Infact, in most of the fire accidents, the foremost challenge faced by firefighters is inaccessibility of the building, narrowness of the roads and heavy traffic.
This fact has been proved when the department engaged Wilbur Smith Associates to evaluate fire hazard response and mitigation plans in Bangalore.
The company classified eight BBMP wards in Bangalore City limits as ‘very high risk’ zones, posing a threat to the safety of citizens in the core region.
The company said the ‘very high risk zones’ are mainly located in dense residential, commercial and defence establishment areas such as Richmond Town, Malleswaram, Baiyyappanahalli, Peenya, C V Raman Nagar and Byatara­yanapura.

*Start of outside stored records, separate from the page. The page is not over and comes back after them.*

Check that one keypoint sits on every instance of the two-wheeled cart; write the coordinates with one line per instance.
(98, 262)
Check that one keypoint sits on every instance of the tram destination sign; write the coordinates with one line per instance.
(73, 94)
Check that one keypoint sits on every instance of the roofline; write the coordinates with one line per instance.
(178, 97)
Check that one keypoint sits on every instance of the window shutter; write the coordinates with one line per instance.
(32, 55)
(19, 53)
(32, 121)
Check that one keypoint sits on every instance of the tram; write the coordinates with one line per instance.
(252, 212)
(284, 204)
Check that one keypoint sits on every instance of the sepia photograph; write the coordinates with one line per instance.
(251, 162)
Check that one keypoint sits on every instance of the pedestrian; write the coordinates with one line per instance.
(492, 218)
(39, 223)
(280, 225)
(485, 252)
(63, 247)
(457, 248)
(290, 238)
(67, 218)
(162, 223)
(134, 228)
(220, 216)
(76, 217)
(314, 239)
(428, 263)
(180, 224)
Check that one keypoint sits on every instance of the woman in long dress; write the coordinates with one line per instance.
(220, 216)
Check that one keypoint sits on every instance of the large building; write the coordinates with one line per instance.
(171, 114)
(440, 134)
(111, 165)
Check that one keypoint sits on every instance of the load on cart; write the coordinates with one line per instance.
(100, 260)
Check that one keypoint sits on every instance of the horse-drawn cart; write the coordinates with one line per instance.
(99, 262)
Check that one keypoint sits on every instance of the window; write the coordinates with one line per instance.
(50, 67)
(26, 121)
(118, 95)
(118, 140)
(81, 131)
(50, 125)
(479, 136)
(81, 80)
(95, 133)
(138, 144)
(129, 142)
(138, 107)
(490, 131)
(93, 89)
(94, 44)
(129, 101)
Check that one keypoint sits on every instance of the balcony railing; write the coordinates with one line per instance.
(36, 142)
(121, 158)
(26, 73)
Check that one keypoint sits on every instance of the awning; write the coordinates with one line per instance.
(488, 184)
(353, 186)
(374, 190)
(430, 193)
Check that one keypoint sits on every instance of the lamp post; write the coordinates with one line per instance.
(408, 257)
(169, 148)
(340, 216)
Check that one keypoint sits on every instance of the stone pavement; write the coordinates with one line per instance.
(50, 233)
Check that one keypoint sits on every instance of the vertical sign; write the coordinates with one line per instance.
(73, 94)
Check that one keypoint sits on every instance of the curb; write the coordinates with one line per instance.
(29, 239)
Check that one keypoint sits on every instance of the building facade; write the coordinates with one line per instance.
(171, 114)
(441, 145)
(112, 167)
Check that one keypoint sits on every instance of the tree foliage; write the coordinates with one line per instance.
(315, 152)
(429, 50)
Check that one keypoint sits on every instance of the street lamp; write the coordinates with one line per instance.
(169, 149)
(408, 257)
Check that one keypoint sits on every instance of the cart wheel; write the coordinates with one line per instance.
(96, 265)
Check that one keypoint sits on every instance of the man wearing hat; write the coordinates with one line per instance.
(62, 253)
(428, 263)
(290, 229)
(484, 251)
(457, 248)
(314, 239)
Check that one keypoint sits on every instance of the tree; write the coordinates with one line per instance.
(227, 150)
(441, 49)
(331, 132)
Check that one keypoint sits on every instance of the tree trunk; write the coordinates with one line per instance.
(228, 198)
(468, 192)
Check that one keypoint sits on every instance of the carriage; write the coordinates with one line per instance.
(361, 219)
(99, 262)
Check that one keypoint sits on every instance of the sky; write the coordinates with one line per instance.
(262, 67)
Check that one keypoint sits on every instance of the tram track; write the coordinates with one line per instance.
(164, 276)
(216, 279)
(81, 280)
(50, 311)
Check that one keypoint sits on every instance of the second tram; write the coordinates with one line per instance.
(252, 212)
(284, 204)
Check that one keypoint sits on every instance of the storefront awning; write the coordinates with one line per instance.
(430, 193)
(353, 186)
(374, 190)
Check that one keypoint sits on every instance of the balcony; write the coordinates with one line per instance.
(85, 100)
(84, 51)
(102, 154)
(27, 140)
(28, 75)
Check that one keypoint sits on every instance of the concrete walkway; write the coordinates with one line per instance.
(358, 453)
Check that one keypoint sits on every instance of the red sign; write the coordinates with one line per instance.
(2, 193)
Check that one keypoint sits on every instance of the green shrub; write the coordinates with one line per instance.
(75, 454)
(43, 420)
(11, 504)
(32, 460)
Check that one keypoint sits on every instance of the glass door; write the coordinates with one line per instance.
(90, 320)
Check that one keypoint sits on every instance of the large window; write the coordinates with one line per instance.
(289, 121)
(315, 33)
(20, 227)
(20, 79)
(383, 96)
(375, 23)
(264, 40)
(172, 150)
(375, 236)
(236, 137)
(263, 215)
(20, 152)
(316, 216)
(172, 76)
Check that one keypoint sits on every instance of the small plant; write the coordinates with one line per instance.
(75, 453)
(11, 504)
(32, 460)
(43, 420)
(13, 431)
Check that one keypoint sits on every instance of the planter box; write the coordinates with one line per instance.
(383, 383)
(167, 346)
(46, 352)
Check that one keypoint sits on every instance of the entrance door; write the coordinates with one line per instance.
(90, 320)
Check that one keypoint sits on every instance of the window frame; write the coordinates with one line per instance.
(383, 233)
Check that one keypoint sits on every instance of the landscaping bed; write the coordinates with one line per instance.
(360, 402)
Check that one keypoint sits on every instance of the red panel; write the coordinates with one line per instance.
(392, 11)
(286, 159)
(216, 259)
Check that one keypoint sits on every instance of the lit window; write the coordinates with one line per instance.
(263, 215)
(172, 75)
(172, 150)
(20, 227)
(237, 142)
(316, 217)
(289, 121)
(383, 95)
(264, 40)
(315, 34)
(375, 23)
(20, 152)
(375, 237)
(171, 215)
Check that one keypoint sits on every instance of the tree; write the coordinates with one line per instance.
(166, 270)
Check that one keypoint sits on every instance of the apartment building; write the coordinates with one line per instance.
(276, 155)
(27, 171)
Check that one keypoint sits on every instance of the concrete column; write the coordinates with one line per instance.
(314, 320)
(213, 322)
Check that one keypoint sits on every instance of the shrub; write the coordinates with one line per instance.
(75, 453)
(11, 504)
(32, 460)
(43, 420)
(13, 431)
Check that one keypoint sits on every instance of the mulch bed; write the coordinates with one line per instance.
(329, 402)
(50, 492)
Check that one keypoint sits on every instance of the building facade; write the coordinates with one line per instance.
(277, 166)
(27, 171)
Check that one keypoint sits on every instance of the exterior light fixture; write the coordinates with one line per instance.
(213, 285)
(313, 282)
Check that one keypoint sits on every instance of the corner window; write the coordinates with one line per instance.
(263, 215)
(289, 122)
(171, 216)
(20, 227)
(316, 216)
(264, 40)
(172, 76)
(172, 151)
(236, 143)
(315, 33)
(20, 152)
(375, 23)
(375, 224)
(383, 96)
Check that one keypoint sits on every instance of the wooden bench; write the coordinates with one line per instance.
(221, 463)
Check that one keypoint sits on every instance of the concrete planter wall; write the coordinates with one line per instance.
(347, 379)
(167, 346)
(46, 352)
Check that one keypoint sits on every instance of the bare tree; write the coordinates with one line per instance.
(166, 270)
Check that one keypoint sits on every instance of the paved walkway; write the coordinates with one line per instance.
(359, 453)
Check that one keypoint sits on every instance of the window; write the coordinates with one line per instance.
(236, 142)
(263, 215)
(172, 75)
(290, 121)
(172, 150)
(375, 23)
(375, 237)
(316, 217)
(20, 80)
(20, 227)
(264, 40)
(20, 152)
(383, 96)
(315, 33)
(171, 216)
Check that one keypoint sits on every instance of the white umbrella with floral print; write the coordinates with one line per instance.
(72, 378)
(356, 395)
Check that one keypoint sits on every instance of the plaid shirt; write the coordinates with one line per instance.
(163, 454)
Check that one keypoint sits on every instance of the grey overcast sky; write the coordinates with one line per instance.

The report also classifies twelve areas as ‘high risk,’  ten areas as ‘medium’ and nine areas as ‘low risk’ zones.
The report is mainly based on two criteria: availability of fire station in the vicinity and the population. It says Bangalore needs 79 fore stations but Bangalore has 14. Six new stations have already been sanctioned but even when they are commissioned the deficit is 59.
And what about fire safety norms for petes and old areas such as City Market, Chickpet, Balepet, Avenue Road, Thargurper, Ranasinghpet. Mamulpet. The roads here are so narrow and the houses and business establishments are located so close to one another that one fire could ignite a major conflagration.  
Coming back to high-rise buildings in Bangalore, of the 20,000 highrises, at least 40 per cent of the, do not possess even a fire extinguisher or any other basic fire fighting equipment.  
Except for Bangalore and Hubli, other cities in the State do not have special equipment to manage fire-accidents in high-rise buildings. This statistics is not given by the department but by the State Government itself according to the report for the year ending March 31, 2011, tabled in the just-concluded legislature session.
The CAG too has come down heavily on lax fire safety norms.
It says even two years after the Mangalore aircraft crash, the Department had neither finalised a standing operating procedure for air crash accidents nor conceived specialised training for search and rescue operations in such situations.
It says the department is yet to take steps to fill 40 per cent vacancies as of December 2011.